Crocs reported that digital sales increased by 75.3 percent to comprise 32.3 percent of revenue for the first quarter of 2021, according to a Tuesday (April 27) announcement.
The iconic footwear company reported that sandals revenues climbed by 17.1 percent to comprise 17.3 percent of footwear sales, according to the announcement.
“Demand for the Crocs brand is stronger than ever with expected 2021 revenue growth of 40 percent to 50 percent. In the first quarter we achieved record revenues and profitability, with growth in all regions and all channels. We have raised full year guidance as we continue to see consumer demand for our product accelerate globally,” CEO Andrew Rees said in the announcement.
Crocs reported that gross margin climbed 730 basis points to 55 percent in the quarter from 47.7 percent in the same timeframe last year. It said that adjusted gross margin increased by 720 basis points from the same timeframe last year.
The company also reported that selling general and administrative expenses (SG&A) grew to $128.5 million from $113.4 million in the same timeframe last year. However, it said that “SG&A as a percent of revenues improved to 27.9 percent from 40.3 percent.”
Crocs also reported $8 million in capital expenditures for the three months concluding on March 31, 2021 in contrast to $16.1 million for the same timeframe last year.
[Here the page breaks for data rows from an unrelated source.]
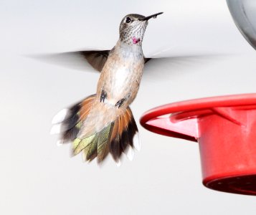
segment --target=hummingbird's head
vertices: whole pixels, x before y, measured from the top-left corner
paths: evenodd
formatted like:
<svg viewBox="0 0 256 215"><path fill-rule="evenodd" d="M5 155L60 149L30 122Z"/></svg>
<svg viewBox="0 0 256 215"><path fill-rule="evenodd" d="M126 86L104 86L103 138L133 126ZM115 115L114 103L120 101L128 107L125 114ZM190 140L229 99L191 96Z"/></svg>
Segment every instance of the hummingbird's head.
<svg viewBox="0 0 256 215"><path fill-rule="evenodd" d="M121 21L119 27L120 39L130 45L141 45L148 20L156 18L158 13L148 16L139 14L128 14Z"/></svg>

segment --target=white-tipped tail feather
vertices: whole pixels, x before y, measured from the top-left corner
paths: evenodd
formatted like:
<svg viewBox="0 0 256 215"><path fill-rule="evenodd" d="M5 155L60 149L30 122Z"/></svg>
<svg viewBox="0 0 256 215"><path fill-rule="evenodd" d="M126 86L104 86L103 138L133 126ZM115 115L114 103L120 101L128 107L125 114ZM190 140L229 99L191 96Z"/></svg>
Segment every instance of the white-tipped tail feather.
<svg viewBox="0 0 256 215"><path fill-rule="evenodd" d="M62 127L61 124L54 125L52 127L49 133L50 133L51 135L60 133L61 127Z"/></svg>
<svg viewBox="0 0 256 215"><path fill-rule="evenodd" d="M127 151L125 153L126 153L126 156L131 161L133 160L134 150L131 145L128 145L127 148L128 148L128 150L127 150Z"/></svg>

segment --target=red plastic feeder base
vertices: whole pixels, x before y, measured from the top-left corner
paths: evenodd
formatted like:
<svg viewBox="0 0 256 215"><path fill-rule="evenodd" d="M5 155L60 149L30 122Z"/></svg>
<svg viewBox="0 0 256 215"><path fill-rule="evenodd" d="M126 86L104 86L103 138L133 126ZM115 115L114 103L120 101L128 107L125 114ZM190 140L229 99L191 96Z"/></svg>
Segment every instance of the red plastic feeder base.
<svg viewBox="0 0 256 215"><path fill-rule="evenodd" d="M141 124L158 134L198 142L207 188L256 196L256 94L160 106L146 112Z"/></svg>

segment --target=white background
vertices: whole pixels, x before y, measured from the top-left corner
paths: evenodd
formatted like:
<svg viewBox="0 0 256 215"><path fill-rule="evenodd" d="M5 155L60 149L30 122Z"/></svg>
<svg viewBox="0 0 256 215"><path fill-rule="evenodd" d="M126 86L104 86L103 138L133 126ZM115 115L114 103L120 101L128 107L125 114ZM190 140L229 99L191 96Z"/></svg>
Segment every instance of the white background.
<svg viewBox="0 0 256 215"><path fill-rule="evenodd" d="M110 49L127 14L150 15L150 57L204 55L149 62L131 105L142 142L118 168L70 156L49 135L60 110L95 92L99 74L27 55ZM166 103L255 92L255 51L236 28L225 1L0 1L1 214L255 214L253 196L202 184L196 143L139 125Z"/></svg>

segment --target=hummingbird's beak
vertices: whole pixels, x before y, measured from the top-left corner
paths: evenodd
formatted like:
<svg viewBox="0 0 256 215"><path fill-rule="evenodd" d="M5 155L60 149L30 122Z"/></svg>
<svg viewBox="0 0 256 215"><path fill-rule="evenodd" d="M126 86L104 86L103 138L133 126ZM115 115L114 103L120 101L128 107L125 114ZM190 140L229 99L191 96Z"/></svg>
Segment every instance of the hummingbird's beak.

The company also reported that inventories climbed to $196.5 million as of March 31 of this year and that borrowings as of March 31 of this year were $341.1 million.
All in, Crocs reported $1.49 in adjusted diluted earnings per share on $460.1 million in revenues.
In terms of financial outlook for Q2 2021, Crocs said it anticipates “revenue growth to be between 60 percent and 70 percent compared to second quarter 2020 revenues of $331.5 million.”
Crocs, a footwear company serving women, men and kids, says that most of the shoes inside its collection have the “Croslite material, a proprietary, molded footwear technology, delivering extraordinary comfort with each step.”